Seeing as the plug-in Sorento is already the high-roller Sorento, it comes pretty loaded as standard. In addition to the powertrain and the torque-vectoring all-wheel drive, the SUV comes with synthetic leather seats, the captain’s chairs, and a rear-occupant alert. Base, non-PHEV, front-wheel drive Sorentos start at $30,845. Base Sorento PHEVs start at $46,445. The test car I drove, in top SX Prestige AWD trim with Snow White Pearl Paint ($445) and carpeted floor mats ($210), came to a grand total of $49,720.

That might seem like a lot for a Kia SUV, but keep in mind this is the plug-in hybrid version, and those systems are never cheap. Think about it this way, though. The only other three-row PHEVs on the market are much pricier luxury entries, a Mitsubishi, and a minivan: the Lincoln Aviator (seats seven but starts at $71,030), Volvo XC90 Recharge (seats seven but starts at $72,995), the Mitsubishi Outlander PHEV (also seats seven and starts at $41,190) and Chrysler Pacifica Hybrid (starts at $49,095). When compared to those three and besides the Outlander, the plug-in Sorento is the bargain of the bunch.

Sustainability

Against those competitors, the plug-in Sorento is more efficient than the Aviator and XC90 but worse off than the Pacifica Hybrid. And seeing as they are very closely priced, the two make for very competitive options. Ultimately, it comes down to whether you’re willing to drive a minivan over a sportier-looking SUV.

The regular hybrid—that is to say, non-plug-in—Sorento’s numbers are a touch better. But, of course, this version offers no electric-only driving.
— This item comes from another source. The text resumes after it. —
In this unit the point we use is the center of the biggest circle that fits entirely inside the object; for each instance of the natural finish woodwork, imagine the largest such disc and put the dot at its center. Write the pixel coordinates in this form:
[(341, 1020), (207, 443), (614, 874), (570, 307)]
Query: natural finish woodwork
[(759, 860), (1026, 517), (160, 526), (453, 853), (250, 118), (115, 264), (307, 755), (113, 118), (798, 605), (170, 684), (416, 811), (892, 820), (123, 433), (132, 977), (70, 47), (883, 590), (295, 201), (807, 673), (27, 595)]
Not being a full EV, the plug-in Sorento does produce some tailpipe emissions. That said, on the car’s window sticker, the EPA rated it a 10 out of 10 for CO2 emissions and gave it a seven out of 10 smog rating.

Value and Verdict

After spending a long weekend with it and putting a few hundred miles on the plug-in Sorento, I really appreciated how everything about the car catered to making life easier and more enjoyable for its occupants. Small stuff—like lowering the radio volume automatically and accordingly when the car slowed down—really showed off its designers’ commitment to consideration. (Are you someone who turns down the radio when you start looking for a house number or destination? I am.) It’s a $50,000 car, yes, but one that felt like it deserved the sticker because it punched far above its weight in terms of interior quality and powertrain performance.
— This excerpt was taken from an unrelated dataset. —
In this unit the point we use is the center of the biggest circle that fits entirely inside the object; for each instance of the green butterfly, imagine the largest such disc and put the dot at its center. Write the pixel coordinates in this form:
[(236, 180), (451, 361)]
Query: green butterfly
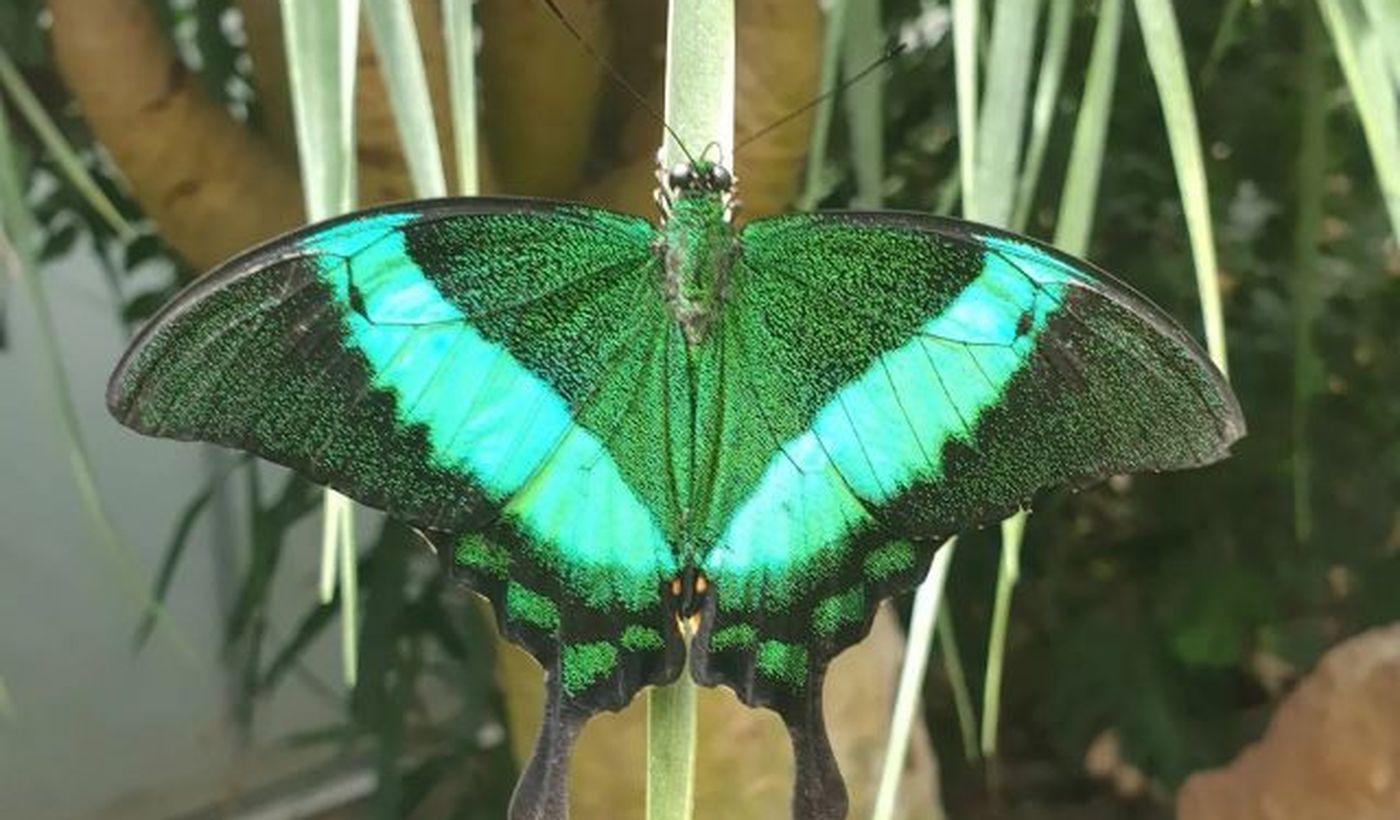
[(620, 433)]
Until there are more and improved public charging stations and everyone collectively gets more used to the idea of owning an electric car, I do believe capable plug-in hybrids are the ideal and necessary middle step. The Toyota RAV4 Prime is one of the greatest cars on sale today, and the plug-in Sorento follows in that winning formula. There’s enough electric-only range for short, daily commutes, there’s a gasoline engine to fall back on for longer road trips, and a totally usable third row of seats. Even if you’re not someone who regularly carts around six passengers, you can still appreciate the potential that extra space offers. And the second-row captain’s chairs are the best seats in the house.
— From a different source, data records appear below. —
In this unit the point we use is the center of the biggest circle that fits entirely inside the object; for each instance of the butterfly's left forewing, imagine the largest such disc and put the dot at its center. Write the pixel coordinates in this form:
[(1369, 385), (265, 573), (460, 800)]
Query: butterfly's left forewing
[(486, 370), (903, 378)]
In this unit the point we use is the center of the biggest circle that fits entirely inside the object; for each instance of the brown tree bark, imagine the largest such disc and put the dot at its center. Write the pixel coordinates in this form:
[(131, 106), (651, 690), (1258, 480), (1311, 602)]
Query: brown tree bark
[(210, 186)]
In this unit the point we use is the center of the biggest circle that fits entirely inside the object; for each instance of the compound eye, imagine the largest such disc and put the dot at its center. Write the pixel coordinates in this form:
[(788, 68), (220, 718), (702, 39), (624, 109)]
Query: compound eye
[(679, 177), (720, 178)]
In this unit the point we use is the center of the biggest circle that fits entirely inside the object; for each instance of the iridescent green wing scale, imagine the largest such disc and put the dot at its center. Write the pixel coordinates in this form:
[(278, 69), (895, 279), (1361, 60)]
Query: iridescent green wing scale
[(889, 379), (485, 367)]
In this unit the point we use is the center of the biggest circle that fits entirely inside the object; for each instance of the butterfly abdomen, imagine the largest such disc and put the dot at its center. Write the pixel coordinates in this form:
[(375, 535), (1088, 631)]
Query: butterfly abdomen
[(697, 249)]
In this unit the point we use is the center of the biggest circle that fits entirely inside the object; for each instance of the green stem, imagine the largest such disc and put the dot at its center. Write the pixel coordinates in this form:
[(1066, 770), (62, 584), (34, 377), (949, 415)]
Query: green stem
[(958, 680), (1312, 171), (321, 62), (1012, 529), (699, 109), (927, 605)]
I do hope this powertrain makes it into more Kia products—namely, the Telluride. The Telluride is already so astoundingly good; the only thing it needs is to ditch the aged V6. Conversely, the plug-in system in the 2022 Kia Sorento PHEV made it feel fresh for the first time in ages, and indeed, something to look forward to and get excited about. How about that.

Update 12:09 pm ET: An earlier version of this review neglected to mention the three-row Mitsubishi Outlander PHEV. The story has since been updated.